Using Cassandra as a time-series database makes sense only for high-burst operations, when it’s crucial to redistribute a lot of writes across the high number of nodes, during hard times. For instance, weekly chat logs are a pretty good fit for this. Even though it would require a separate application-level bucketing metadata, which would store the time periods for the data that will be written at a given point of time… does it ring a bell, NO ?

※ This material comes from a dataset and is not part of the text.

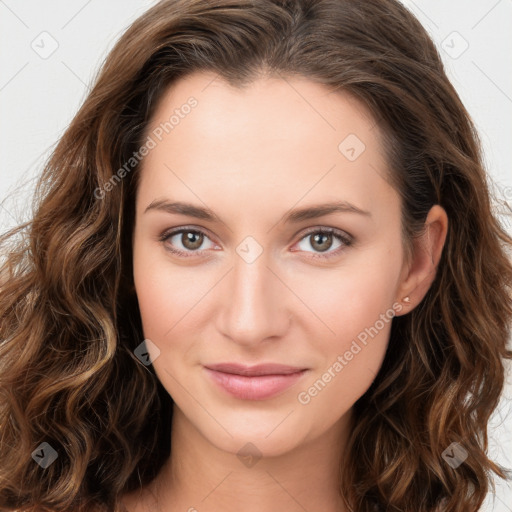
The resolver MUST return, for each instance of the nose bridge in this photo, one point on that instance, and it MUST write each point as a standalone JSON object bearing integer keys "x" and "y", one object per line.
{"x": 253, "y": 307}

Yes, you’ve heard it right, — it’s a trigger-happy HTB scheduling and write throughput throttling for your Cassandra app. As for me, personally, I’d be glad if database would have a decent scheduler so I wouldn’t throttle write transactions myself. Some folks might be OK with that — as long as it does the trick, I guess.

Backups

There are two major machanism of the data backup in both Cassandra and ScyllaDB — incremental backups and Snapshots. But there’s not much difference between them: incremental backups are taken between table flushes and can be deleted securely after the actual flush, while snapshot is a full copy of the table. Usually snapshots are being created before compaction, because of possible compaction failure, which essentially doubling the disk space requirements. Using both snapshots and incremental backups helps to reduce the disk space requirements, but most of the time they’re simply ignored and deleted if there were no major issues for the last ten days or so (it’s the time hinted handoffs are not being discarded).

It might sound strange, but Cassandra itself is a good target for a main database backup due it’s self-healing properties, if you’re lucky enough, or your budget is big enough to store a couple of additional replicas.

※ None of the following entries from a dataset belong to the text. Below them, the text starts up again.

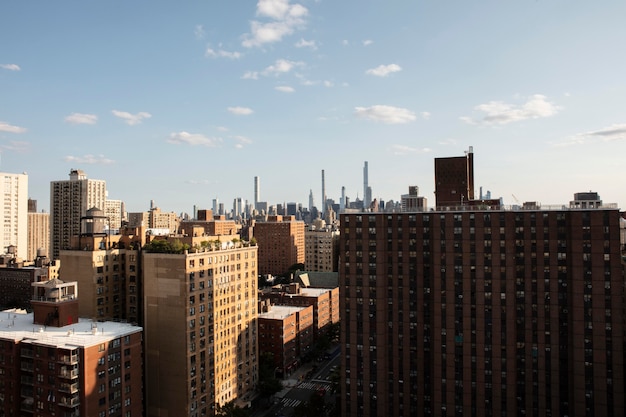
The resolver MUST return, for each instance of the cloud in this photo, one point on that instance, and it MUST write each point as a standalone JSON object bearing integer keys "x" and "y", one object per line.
{"x": 500, "y": 113}
{"x": 131, "y": 119}
{"x": 251, "y": 75}
{"x": 89, "y": 159}
{"x": 285, "y": 19}
{"x": 404, "y": 150}
{"x": 193, "y": 139}
{"x": 611, "y": 133}
{"x": 284, "y": 89}
{"x": 306, "y": 44}
{"x": 241, "y": 141}
{"x": 198, "y": 32}
{"x": 5, "y": 127}
{"x": 240, "y": 111}
{"x": 384, "y": 70}
{"x": 281, "y": 66}
{"x": 220, "y": 53}
{"x": 386, "y": 114}
{"x": 10, "y": 67}
{"x": 16, "y": 146}
{"x": 81, "y": 119}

There’s always a slight risk of data loss present, because Cassandra has no reliable internal means for data streaming, but ScyllaDB does.

Streaming

Well, there are few approaches for Cassandra streaming, but none actually reliable enough
• trigger based streaming — you have no control over internal ThreadPools and trigger impl may cause performance loss
• Change Data Capture (CDC) streaming — in simple words, you can stream a copy of all your flushed commit log entries, but there’s an added hassle of merging and compacting commit logs manually. If consumer is too slow — Cassandra refuses to accept new transactions.
• Incremental backups streaming — it could work just great, except it streams not quite up to date and there’s a potential data loss. That’s the approach Netflix actually have been using for quite a while.

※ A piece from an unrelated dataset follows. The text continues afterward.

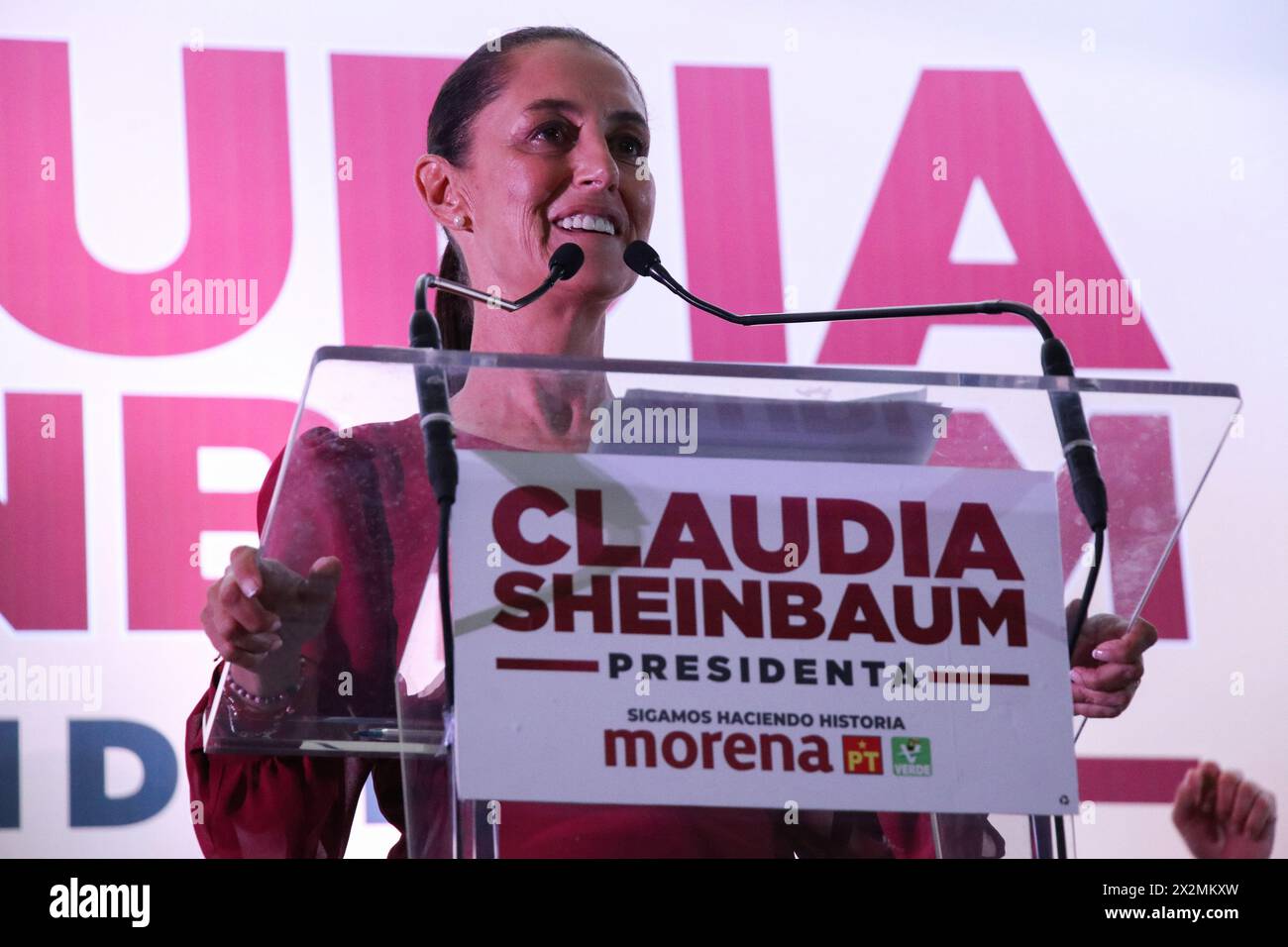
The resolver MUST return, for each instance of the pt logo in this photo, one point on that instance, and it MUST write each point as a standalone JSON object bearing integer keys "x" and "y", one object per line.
{"x": 862, "y": 755}
{"x": 911, "y": 755}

For now, only ScyllaDB, has the most reliable way of CDC streaming by providing a dedicated Commit Log table with a “scylla_cdc_log” and data before and after the actual transaction had been applied. If consumer is too slow there’s a risk of transaction loss inside the stream, but there’s no added risks for the data itself.

Compaction

As you might already know, Cassandra uses append-only type of storage data structure called Log Structure Merge Tree (LSM-tree) and a Disk Commit Log.
Thus all transaction are being written onto the disk first, before being stored and processed in-mem. The downside to this is that Commit Log should be stored at the fastest IOPS-wise drive available, even better if it’s managed IOPS devices. The other caveat is that LSM-tree is an append only tree, so it needs to be compacted after getting too many deletes stored inside of it.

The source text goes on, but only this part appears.